Addressing the House panels leading the impeachment probe on Thursday, Morrison said:
“Ambassador Taylor and I had no reason to believe that the public release of the security sector assistance might be conditioned on a public statement reopening the Burisma investigation until my Sept. 1, 2019, conversation with Ambassador Sondland.”
“Even then I hoped that Ambassador Sondland’s strategy was exclusively his own and would not be considered by the leaders of the administration and Congress, who understood the strategic importance of Ukraine to our national security,” added Morrison.
Morrison was the second White House official to testify before the inquiry this week, following Lt. Col. Alexander S. Vindman, a Ukraine expert at the National Security Council.
Last week, William B. Taylor Jr., the top American diplomat in Ukraine, had testified that Morrison had informed him in early September of a meeting in Warsaw between Sondland and a top aide to Zelensky, during which the Ambassador told the Ukrainian aide that the US would provide the security assistance package only if Zelensky committed to investigate allegations related to Joe Biden and his son Hunter, who sat on the board of Burisma, a Ukrainian energy company.
Sondland claimed in testimony that he'd failed to appreciate that Burisma was directly tied to Hunter Biden.
In his Thursday testimony, Morrison was said to have departed in one aspect from that account, telling investigators he thought Sondland said Ukraine’s prosecutor general, not Zelensky, needed to open the inquiry.
House votes to formalise probe
Current developments come against the backdrop of House Democrats seeking to build their impeachment case against Donald Trump.

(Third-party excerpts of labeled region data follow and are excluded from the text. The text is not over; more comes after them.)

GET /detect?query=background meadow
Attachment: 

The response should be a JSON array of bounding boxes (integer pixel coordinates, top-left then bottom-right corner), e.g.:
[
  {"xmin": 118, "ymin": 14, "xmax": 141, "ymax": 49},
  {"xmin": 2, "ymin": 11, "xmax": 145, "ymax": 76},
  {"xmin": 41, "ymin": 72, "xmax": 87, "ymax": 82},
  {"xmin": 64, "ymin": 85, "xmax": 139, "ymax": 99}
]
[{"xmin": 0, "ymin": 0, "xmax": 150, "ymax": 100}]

In a move to wrap up the closed portion of their inquiry in the coming week or so, they voted through a resolution, passed along party lines, endorsing the inquiry and outlining protocols for the next step of the impeachment investigation in the coming weeks.
As the House voted 232-196 to formalise the Democratic-led impeachment inquiry into President Trump, just two Democrats broke with their party to vote against the measure.
The resolution was uniformly opposed by the Republicans, who accused it of attempting to undo the 2016 election.
“Democrats are trying to impeach the president because they are scared they cannot defeat him at the ballot box,” Representative Kevin McCarthy, the House minority leader, said.© REUTERS / TOM BRENNERThe votes of the members are displayed on an electronic tote board as the U.S. House of Representatives cast their votes on a resolution that sets up the next steps in the impeachment inquiry of U.S. President Donald Trump on Capitol Hill in Washington, U.S., October 31, 2019. REUTERS/Tom Brenner
The Impeachment Case
On 24 September, House Democrats launched an impeachment inquiry over a whistleblower complaint claiming Donald Trump’s talk with Volodymyr Zelensky in July might constitute an abuse of power as he called the Ukrainian president to investigate potential corruption by former Vice President Joe Biden and his son Hunter, who was linked to Ukrainian energy company Burisma. The Bidens have said Trump’s allegations are unfounded.
Trump has vehemently denied any wrongdoing, promptly releasing the transcript of the call and lambasting the impeachment inquiry as another round of “witch hunt garbage” aimed at discrediting him ahead of the 2020 vote.